宋书瑶看着她毫无形象躺平的样子,唇角微勾。“灵感不一定非要来自爱情。”
“知道啦,宋医生。”沈听雨一个鲤鱼打挺坐起来,凑到宋书瑶面前,笑嘻嘻地说,“我的灵感现在大部分都来自你。比如,我可以写一首《致我那位总在值班的闺蜜》,或者《论一块饼干如何征服冷酷医生》……”
她的话被一阵突如其来的咳嗽打断。沈听雨侧过头,捂住嘴咳了几声,肩膀微微耸动。
宋书瑶放下书,看向她:“怎么了?感冒还没好利索?”她记得上周沈听雨就有点轻微的咳嗽。
“没事没事,”沈听雨摆摆手,呼吸很快平复下来,“可能就是刚才说话太急,呛了一下。”她拿起自己的水杯喝了一大口,脸上恢复了血色。
宋书瑶的职业本能让她多问了一句:“咳嗽多久了?有痰吗?什么颜色?”
沈听雨失笑:“宋医生,现在是休息时间,禁止问诊。”她站起身,活动了一下手脚,“好啦,别用那种审视病人的眼神看我。我真没事,可能就是最近有点累,睡眠不太好。”
“睡眠不好?”宋书瑶的注意力被转移了,“持续多久了?”
“唔……大概一两个星期?”沈听雨歪头想了想,“就是容易醒,醒了就不太容易睡着。没事,估计是前段时间赶项目压力大了点。你看我精神不是挺好?”她说着,还在原地转了个圈,裙摆划出轻盈的弧度。
宋书瑶仔细观察了一下她的脸色,除了似乎比前段时间清减了一点,眼底也确实没有明显的青黑。她稍稍放心,但还是叮嘱道:“注意休息,别熬夜。如果咳嗽超过一周不好,或者出现其他症状,记得告诉我。”
“知道啦,我的专属家庭医生。”沈听雨拉长声音,带着点撒娇的意味,“你比我家老太太还啰嗦。”她走到窗边,拉开一点窗帘,让更多的阳光涌进来,“今天天气这么好,我们下午出去逛逛吧?听说中心公园的郁金香都开了。”

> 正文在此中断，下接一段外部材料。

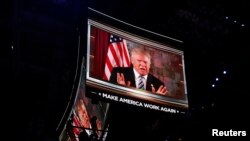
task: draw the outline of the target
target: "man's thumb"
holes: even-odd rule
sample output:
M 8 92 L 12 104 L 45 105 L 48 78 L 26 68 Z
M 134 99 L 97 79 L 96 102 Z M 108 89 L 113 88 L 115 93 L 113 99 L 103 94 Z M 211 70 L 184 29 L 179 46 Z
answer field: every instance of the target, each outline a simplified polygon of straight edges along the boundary
M 152 92 L 154 93 L 155 92 L 155 87 L 153 84 L 151 84 L 151 89 L 152 89 Z

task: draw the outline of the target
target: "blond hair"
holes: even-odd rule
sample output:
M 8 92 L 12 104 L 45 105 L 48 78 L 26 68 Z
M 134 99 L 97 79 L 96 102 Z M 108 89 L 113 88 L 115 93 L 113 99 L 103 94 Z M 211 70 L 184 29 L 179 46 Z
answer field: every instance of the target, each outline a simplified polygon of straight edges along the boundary
M 132 48 L 130 51 L 131 58 L 133 58 L 135 54 L 143 54 L 143 55 L 147 56 L 149 58 L 149 60 L 151 61 L 150 53 L 142 47 Z

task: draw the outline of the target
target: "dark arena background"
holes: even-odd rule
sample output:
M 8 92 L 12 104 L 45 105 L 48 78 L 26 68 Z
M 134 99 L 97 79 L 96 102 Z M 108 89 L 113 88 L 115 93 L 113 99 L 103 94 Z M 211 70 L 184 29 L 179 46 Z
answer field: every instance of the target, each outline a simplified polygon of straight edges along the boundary
M 213 136 L 213 129 L 218 129 L 220 136 L 247 140 L 250 5 L 246 0 L 9 0 L 0 3 L 2 138 L 24 141 L 228 139 Z M 96 27 L 90 30 L 89 19 L 114 29 L 92 23 Z M 168 49 L 164 53 L 174 52 L 173 56 L 183 57 L 183 62 L 179 60 L 183 69 L 179 74 L 183 84 L 180 93 L 185 95 L 173 99 L 170 96 L 166 101 L 156 96 L 155 102 L 151 94 L 146 94 L 146 99 L 131 97 L 117 86 L 107 87 L 106 81 L 92 81 L 91 77 L 96 76 L 90 68 L 99 63 L 91 60 L 96 45 L 92 41 L 99 37 L 93 32 L 99 28 L 107 33 L 124 31 L 118 35 L 131 39 L 128 48 L 143 44 L 130 35 L 150 39 L 150 43 L 171 45 L 177 51 Z M 181 41 L 181 45 L 174 39 Z M 162 48 L 149 47 L 151 51 L 154 49 Z M 157 61 L 154 65 L 157 66 Z M 117 102 L 118 98 L 123 101 Z M 151 98 L 154 100 L 147 101 Z M 138 106 L 139 102 L 154 106 L 145 108 Z M 179 106 L 182 104 L 183 107 Z M 155 110 L 161 106 L 166 106 L 165 111 Z M 86 133 L 83 139 L 81 132 Z

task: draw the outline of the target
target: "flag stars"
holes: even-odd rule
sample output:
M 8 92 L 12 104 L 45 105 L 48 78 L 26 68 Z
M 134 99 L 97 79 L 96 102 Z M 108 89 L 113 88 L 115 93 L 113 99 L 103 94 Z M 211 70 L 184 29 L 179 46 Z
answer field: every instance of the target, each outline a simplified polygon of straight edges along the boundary
M 115 35 L 110 35 L 110 43 L 113 43 L 113 42 L 121 42 L 122 41 L 122 38 L 121 37 L 118 37 L 118 36 L 115 36 Z

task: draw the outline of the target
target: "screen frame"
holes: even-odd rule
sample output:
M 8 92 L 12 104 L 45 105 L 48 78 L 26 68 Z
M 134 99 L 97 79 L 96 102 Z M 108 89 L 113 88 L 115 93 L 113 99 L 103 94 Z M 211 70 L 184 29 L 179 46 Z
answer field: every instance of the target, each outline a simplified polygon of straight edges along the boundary
M 163 52 L 174 53 L 180 55 L 182 58 L 183 65 L 183 78 L 184 78 L 184 94 L 185 99 L 176 99 L 172 97 L 166 97 L 162 95 L 156 95 L 150 93 L 149 91 L 140 91 L 136 88 L 128 88 L 120 85 L 116 85 L 105 80 L 96 79 L 90 76 L 90 36 L 91 36 L 91 26 L 99 28 L 101 30 L 107 31 L 111 34 L 120 36 L 121 38 L 143 44 L 154 49 L 161 50 Z M 150 103 L 170 106 L 173 108 L 187 109 L 188 108 L 188 98 L 187 98 L 187 85 L 186 85 L 186 76 L 185 76 L 185 63 L 184 63 L 184 52 L 169 45 L 161 44 L 159 42 L 146 39 L 142 36 L 138 36 L 132 33 L 128 33 L 124 30 L 120 30 L 113 26 L 103 24 L 103 22 L 97 22 L 92 19 L 88 19 L 88 32 L 87 32 L 87 53 L 86 53 L 86 87 L 91 87 L 94 89 L 101 90 L 103 92 L 110 92 L 117 96 L 125 96 L 136 100 L 148 101 Z M 98 95 L 95 91 L 90 91 L 90 95 Z

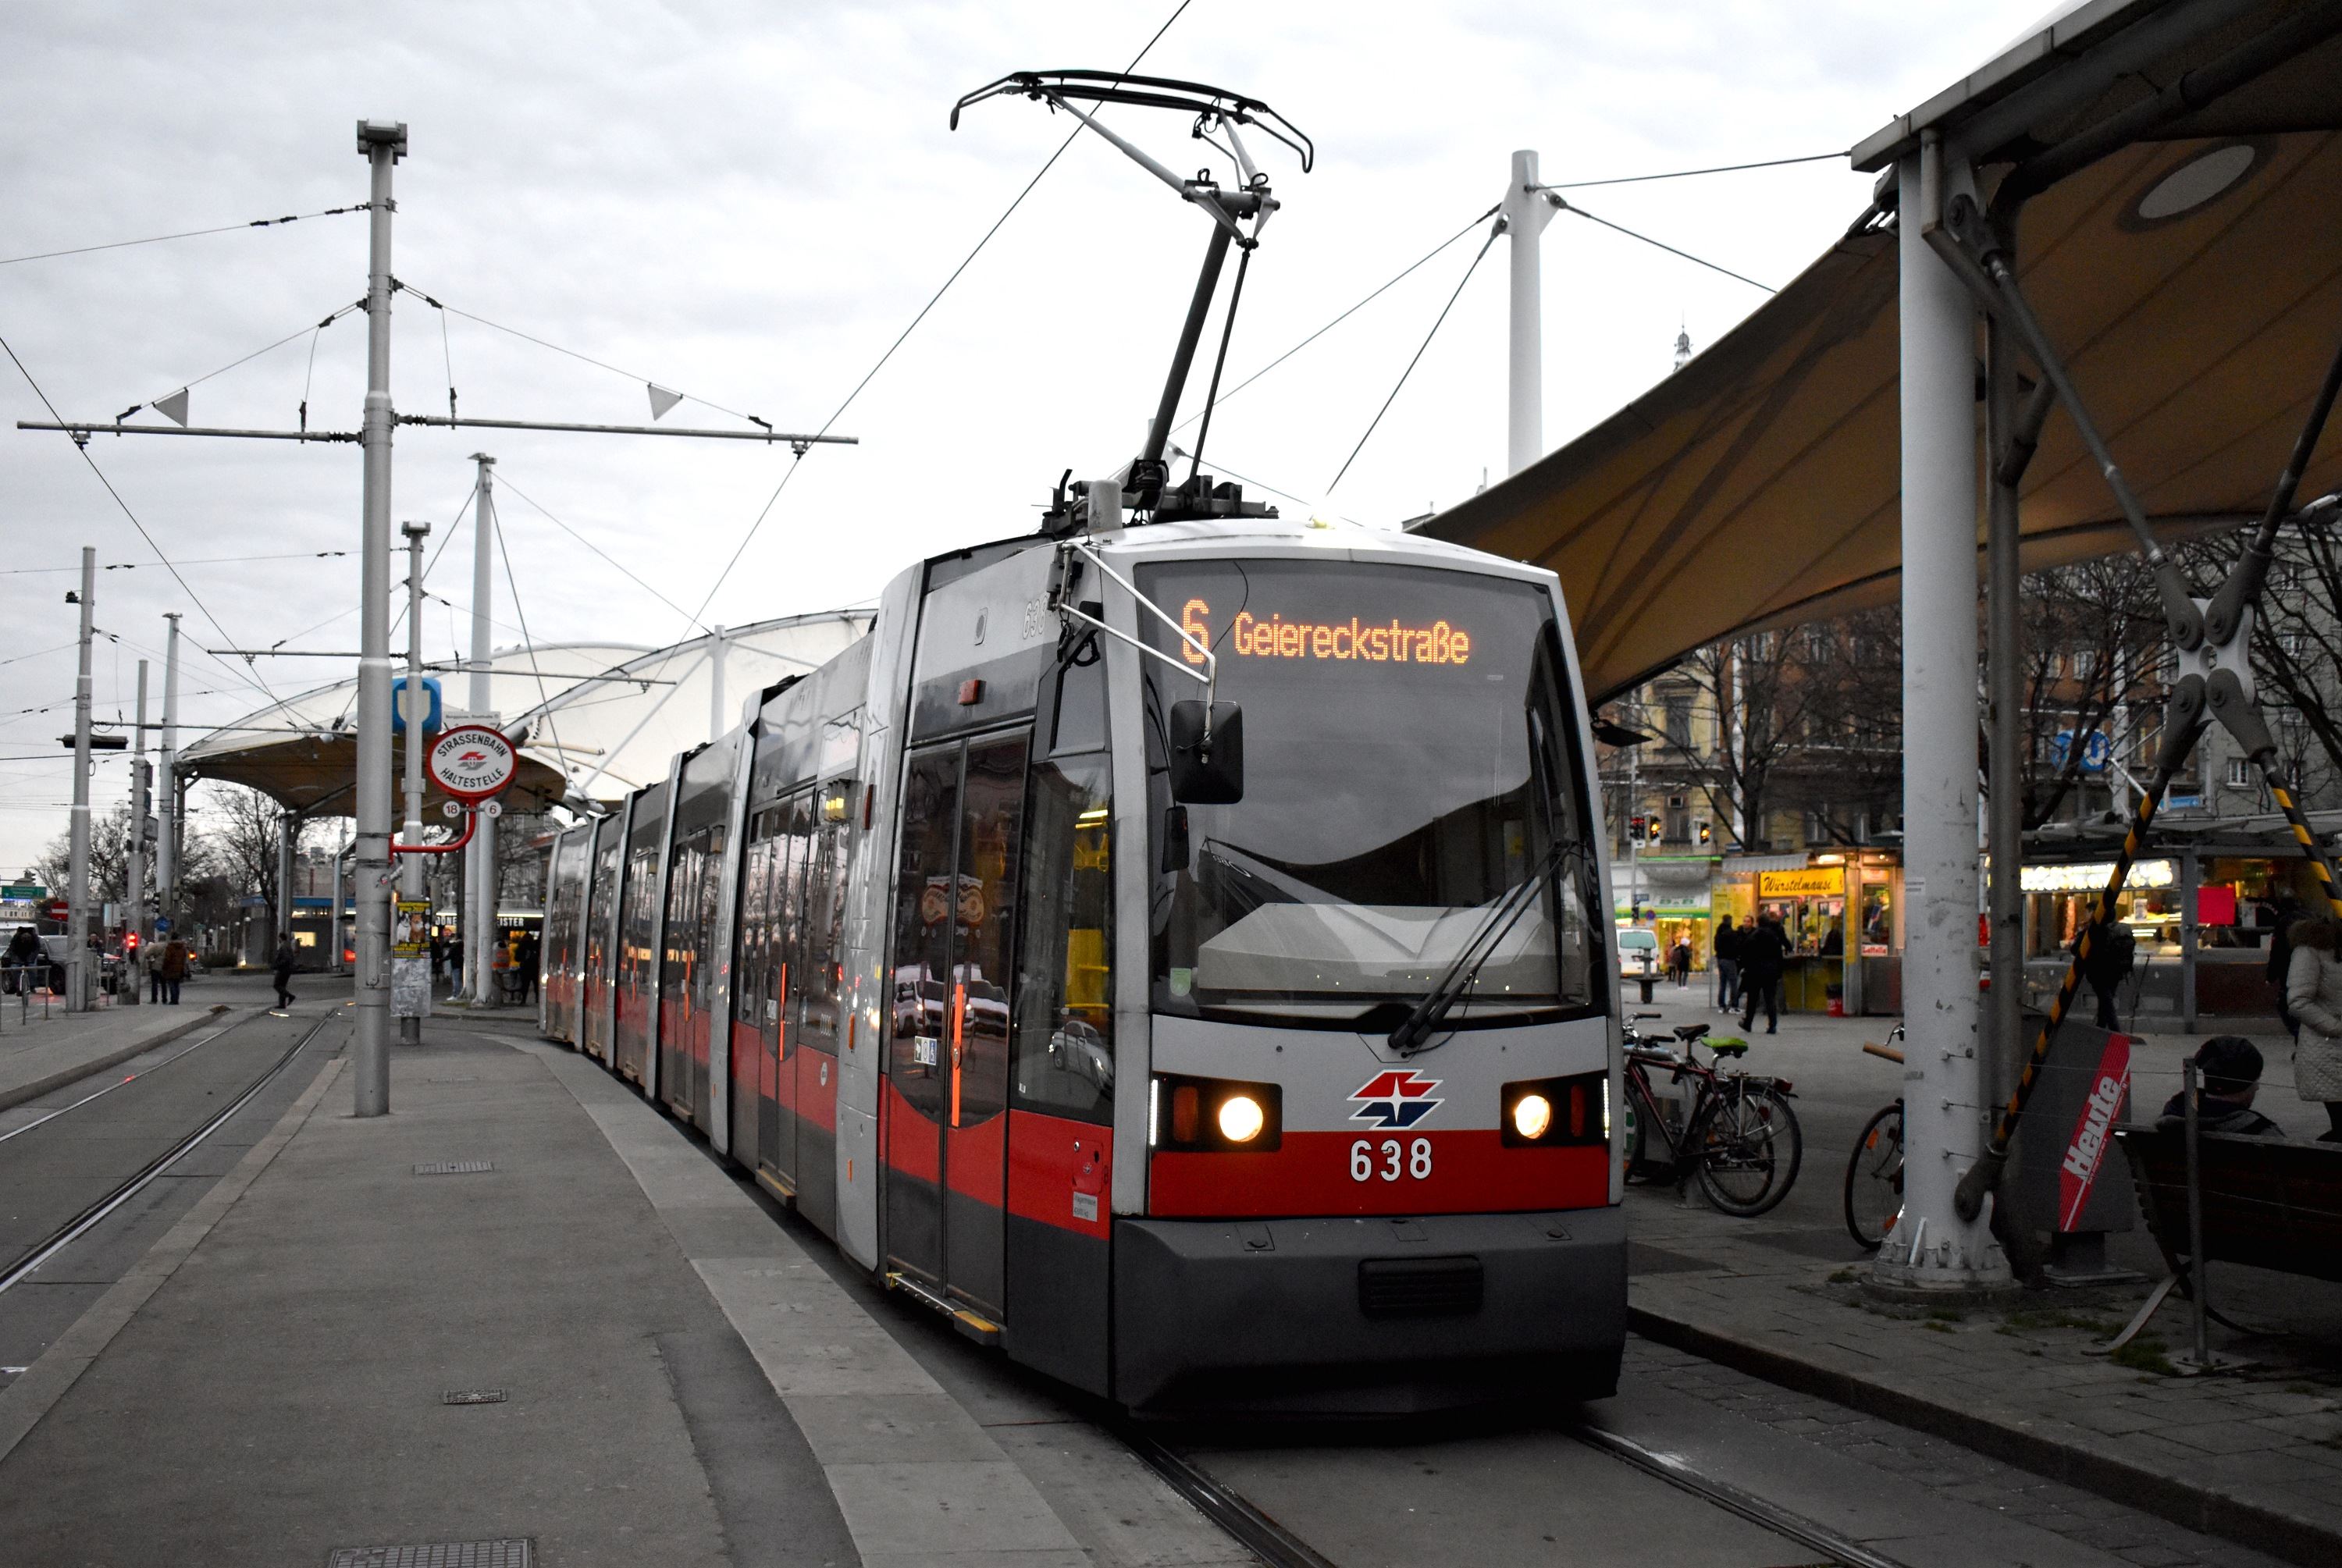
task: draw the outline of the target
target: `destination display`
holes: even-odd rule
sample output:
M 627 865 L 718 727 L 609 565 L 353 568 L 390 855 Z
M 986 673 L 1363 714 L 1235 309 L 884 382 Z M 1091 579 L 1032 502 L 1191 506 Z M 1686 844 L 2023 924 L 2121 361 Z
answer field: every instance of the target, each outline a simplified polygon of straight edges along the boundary
M 1179 626 L 1197 642 L 1211 644 L 1212 606 L 1202 599 L 1188 600 L 1180 607 Z M 1228 624 L 1227 636 L 1219 646 L 1249 659 L 1462 665 L 1471 661 L 1472 634 L 1445 620 L 1427 626 L 1411 624 L 1396 615 L 1387 622 L 1359 615 L 1344 621 L 1288 621 L 1282 611 L 1272 610 L 1264 617 L 1245 609 L 1238 610 Z M 1193 644 L 1182 644 L 1180 651 L 1191 664 L 1204 662 Z

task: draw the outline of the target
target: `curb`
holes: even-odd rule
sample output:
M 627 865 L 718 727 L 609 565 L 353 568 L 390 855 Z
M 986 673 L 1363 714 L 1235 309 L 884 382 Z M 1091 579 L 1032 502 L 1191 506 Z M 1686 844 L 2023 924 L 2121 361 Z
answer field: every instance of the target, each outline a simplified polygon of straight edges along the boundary
M 225 1002 L 215 1002 L 209 1012 L 198 1013 L 186 1022 L 174 1024 L 159 1034 L 133 1041 L 127 1045 L 108 1051 L 102 1056 L 94 1056 L 75 1066 L 61 1068 L 45 1078 L 35 1078 L 29 1084 L 19 1084 L 14 1089 L 0 1089 L 0 1111 L 5 1111 L 12 1105 L 21 1105 L 27 1100 L 37 1100 L 53 1089 L 62 1089 L 68 1084 L 78 1083 L 92 1074 L 105 1072 L 108 1067 L 119 1067 L 133 1056 L 152 1051 L 157 1045 L 167 1045 L 180 1035 L 192 1034 L 206 1024 L 216 1024 L 219 1022 L 221 1014 L 234 1011 L 235 1009 Z
M 2227 1493 L 2114 1454 L 2046 1436 L 2029 1425 L 1961 1409 L 1914 1390 L 1887 1388 L 1750 1340 L 1663 1317 L 1647 1307 L 1628 1306 L 1626 1326 L 1672 1349 L 1947 1439 L 2207 1535 L 2307 1568 L 2327 1568 L 2342 1561 L 2342 1533 L 2278 1509 L 2240 1502 Z

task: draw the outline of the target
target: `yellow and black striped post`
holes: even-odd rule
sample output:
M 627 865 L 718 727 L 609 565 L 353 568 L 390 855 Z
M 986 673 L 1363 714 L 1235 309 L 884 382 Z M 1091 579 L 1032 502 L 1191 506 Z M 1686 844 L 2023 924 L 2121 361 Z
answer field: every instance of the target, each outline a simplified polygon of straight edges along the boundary
M 2261 782 L 2268 785 L 2269 798 L 2277 802 L 2277 810 L 2285 813 L 2286 825 L 2293 829 L 2293 842 L 2301 846 L 2303 856 L 2309 862 L 2309 869 L 2317 877 L 2318 888 L 2326 894 L 2326 907 L 2342 915 L 2342 890 L 2337 890 L 2335 885 L 2334 863 L 2326 858 L 2326 851 L 2318 846 L 2317 835 L 2309 830 L 2309 819 L 2302 815 L 2301 807 L 2293 798 L 2293 791 L 2286 786 L 2285 775 L 2277 771 L 2276 751 L 2272 749 L 2257 754 L 2253 761 L 2260 764 Z

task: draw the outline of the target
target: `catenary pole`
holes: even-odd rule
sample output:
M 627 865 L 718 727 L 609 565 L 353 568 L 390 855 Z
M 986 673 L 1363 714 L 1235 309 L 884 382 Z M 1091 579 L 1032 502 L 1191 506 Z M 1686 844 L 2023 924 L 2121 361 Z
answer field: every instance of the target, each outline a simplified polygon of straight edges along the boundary
M 138 725 L 130 743 L 130 844 L 123 857 L 122 929 L 138 940 L 123 944 L 123 1006 L 138 1005 L 139 949 L 146 941 L 146 661 L 138 661 Z
M 390 220 L 404 123 L 362 120 L 371 165 L 366 214 L 365 504 L 360 530 L 357 776 L 357 1035 L 353 1114 L 390 1111 Z
M 465 668 L 471 672 L 471 690 L 465 697 L 471 704 L 475 723 L 489 721 L 493 701 L 489 681 L 489 655 L 493 646 L 494 628 L 488 620 L 490 601 L 495 594 L 496 557 L 496 460 L 485 452 L 472 454 L 472 461 L 480 465 L 480 475 L 472 494 L 472 656 Z M 471 894 L 464 912 L 464 991 L 475 1007 L 496 1004 L 495 973 L 490 954 L 496 928 L 496 819 L 482 812 L 472 833 L 471 846 L 465 852 L 465 890 Z
M 716 628 L 715 645 L 707 660 L 707 738 L 713 742 L 731 725 L 724 720 L 724 628 Z
M 1506 365 L 1506 471 L 1545 455 L 1545 286 L 1539 259 L 1545 225 L 1560 209 L 1537 185 L 1537 155 L 1513 155 L 1512 183 L 1499 204 L 1512 241 L 1512 331 Z
M 177 935 L 179 914 L 179 612 L 165 611 L 171 623 L 163 643 L 163 767 L 156 775 L 156 814 L 162 831 L 155 841 L 155 913 L 171 922 Z
M 405 523 L 399 532 L 406 539 L 406 688 L 405 688 L 405 763 L 406 763 L 406 842 L 423 842 L 423 723 L 430 717 L 430 701 L 423 690 L 423 541 L 431 536 L 428 523 Z M 418 899 L 424 895 L 424 856 L 410 854 L 399 867 L 399 896 Z M 338 881 L 335 886 L 339 887 Z M 335 940 L 339 940 L 336 938 Z M 426 986 L 425 990 L 429 988 Z M 406 1044 L 423 1044 L 423 1020 L 402 1018 L 398 1021 L 398 1037 Z
M 1942 155 L 1902 165 L 1903 1212 L 1873 1265 L 1889 1288 L 2009 1281 L 1979 1215 L 1953 1207 L 1984 1104 L 1977 1002 L 1976 306 L 1927 243 Z M 1922 165 L 1926 165 L 1923 173 Z
M 95 629 L 92 601 L 97 597 L 97 550 L 81 550 L 81 656 L 74 675 L 73 823 L 65 873 L 65 1011 L 86 1013 L 89 973 L 89 641 Z

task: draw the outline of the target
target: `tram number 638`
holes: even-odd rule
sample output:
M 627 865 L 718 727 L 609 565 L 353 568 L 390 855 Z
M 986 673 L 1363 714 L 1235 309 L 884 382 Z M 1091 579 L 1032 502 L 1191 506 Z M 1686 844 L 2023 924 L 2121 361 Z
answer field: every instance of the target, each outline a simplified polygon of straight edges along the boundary
M 1377 1144 L 1370 1138 L 1360 1138 L 1350 1145 L 1350 1180 L 1370 1182 L 1380 1176 L 1386 1182 L 1396 1182 L 1401 1175 L 1421 1182 L 1431 1175 L 1431 1140 L 1417 1138 L 1402 1144 L 1396 1138 L 1385 1138 Z

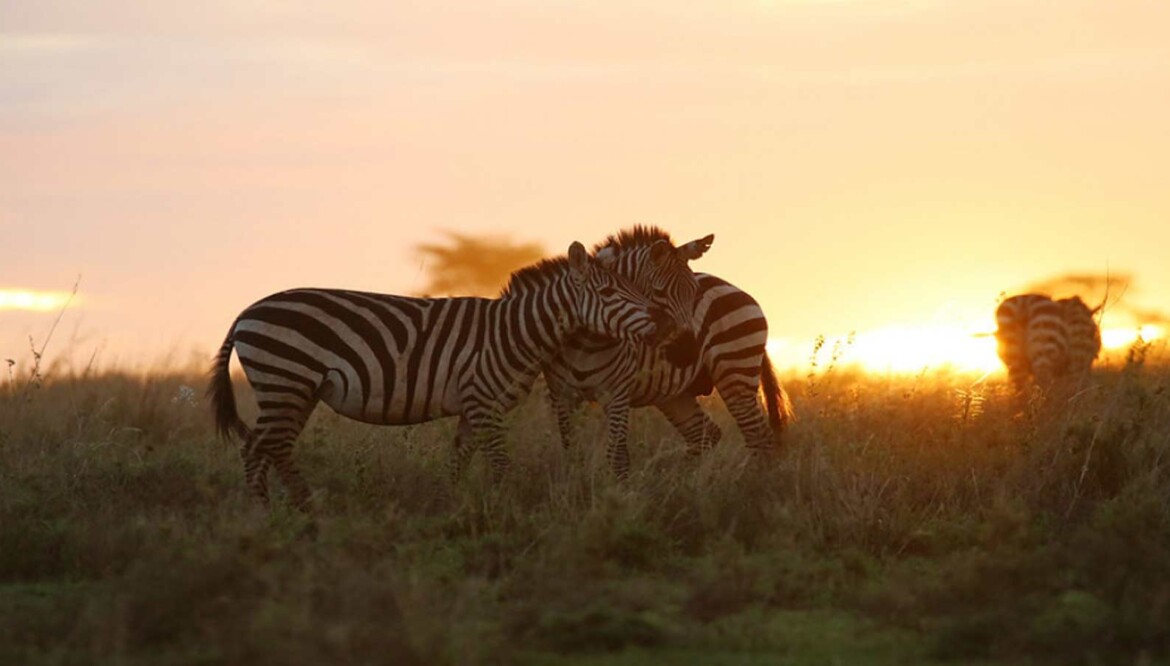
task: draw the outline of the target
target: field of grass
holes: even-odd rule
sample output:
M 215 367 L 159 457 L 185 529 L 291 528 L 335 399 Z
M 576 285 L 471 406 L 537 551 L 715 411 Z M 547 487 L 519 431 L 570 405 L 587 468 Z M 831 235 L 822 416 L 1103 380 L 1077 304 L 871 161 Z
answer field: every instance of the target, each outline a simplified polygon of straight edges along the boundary
M 197 373 L 16 378 L 0 663 L 1160 663 L 1157 360 L 1028 404 L 946 375 L 792 376 L 778 460 L 748 456 L 718 401 L 700 459 L 639 411 L 626 483 L 601 446 L 560 448 L 539 388 L 495 486 L 479 459 L 447 482 L 451 420 L 322 408 L 296 448 L 315 537 L 247 496 Z M 597 443 L 600 414 L 581 418 Z

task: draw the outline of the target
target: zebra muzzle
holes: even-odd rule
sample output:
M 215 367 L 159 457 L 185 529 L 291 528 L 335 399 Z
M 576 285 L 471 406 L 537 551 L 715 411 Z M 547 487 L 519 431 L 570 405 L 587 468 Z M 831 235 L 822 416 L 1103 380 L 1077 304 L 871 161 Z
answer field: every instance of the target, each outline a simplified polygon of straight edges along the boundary
M 651 329 L 646 334 L 646 344 L 651 347 L 661 347 L 668 344 L 678 333 L 678 327 L 665 310 L 650 311 Z
M 693 331 L 679 326 L 663 310 L 651 312 L 656 334 L 647 339 L 647 344 L 662 350 L 666 360 L 683 367 L 691 365 L 699 357 L 699 343 Z
M 678 367 L 693 365 L 699 359 L 699 341 L 688 330 L 676 330 L 665 345 L 662 354 L 666 360 Z

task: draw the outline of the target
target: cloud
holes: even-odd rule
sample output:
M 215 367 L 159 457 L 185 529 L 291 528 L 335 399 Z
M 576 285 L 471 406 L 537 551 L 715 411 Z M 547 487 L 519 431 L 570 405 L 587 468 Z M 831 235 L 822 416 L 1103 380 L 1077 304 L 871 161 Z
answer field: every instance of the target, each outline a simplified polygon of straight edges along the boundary
M 54 312 L 70 304 L 74 296 L 67 291 L 0 289 L 0 310 Z

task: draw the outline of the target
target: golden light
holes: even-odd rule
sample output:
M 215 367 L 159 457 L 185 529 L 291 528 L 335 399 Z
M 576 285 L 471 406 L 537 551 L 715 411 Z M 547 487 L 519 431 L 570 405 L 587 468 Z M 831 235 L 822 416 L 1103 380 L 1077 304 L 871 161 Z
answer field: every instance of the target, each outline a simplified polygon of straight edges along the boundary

“好。”宋书瑶点头应允。她喜欢这样计划着和沈听雨在一起的时光。
然而,下午的公园之行并未能完全如愿。春光正好,大片大片的郁金香竞相绽放,如同打翻的调色盘,美不胜收。沈听雨一开始还很兴奋,拿着手机不停地拍照,拉着宋书瑶在花丛中穿梭。
但走了不到半小时,宋书瑶就注意到她的速度慢了下来,呼吸声也有些粗重。
“累了?”宋书瑶停下脚步,看着她。
“有点。”沈听雨笑了笑,额角有细密的汗珠,在阳光下闪着微光,“可能……可能昨晚没睡好,体力有点跟不上。我们找个地方坐坐吧。”
她们在湖边的长椅上坐下。沈听雨靠在椅背上,微微闭着眼,胸口轻轻起伏。阳光照在她脸上,皮肤显得有些过于白皙,甚至透出一种易碎的质感。
宋书瑶心中的那点疑虑再次浮了上来。沈听雨平时的体力不错,不至于走这点路就如此疲惫。她想起之前那阵咳嗽,还有她提到的睡眠不佳。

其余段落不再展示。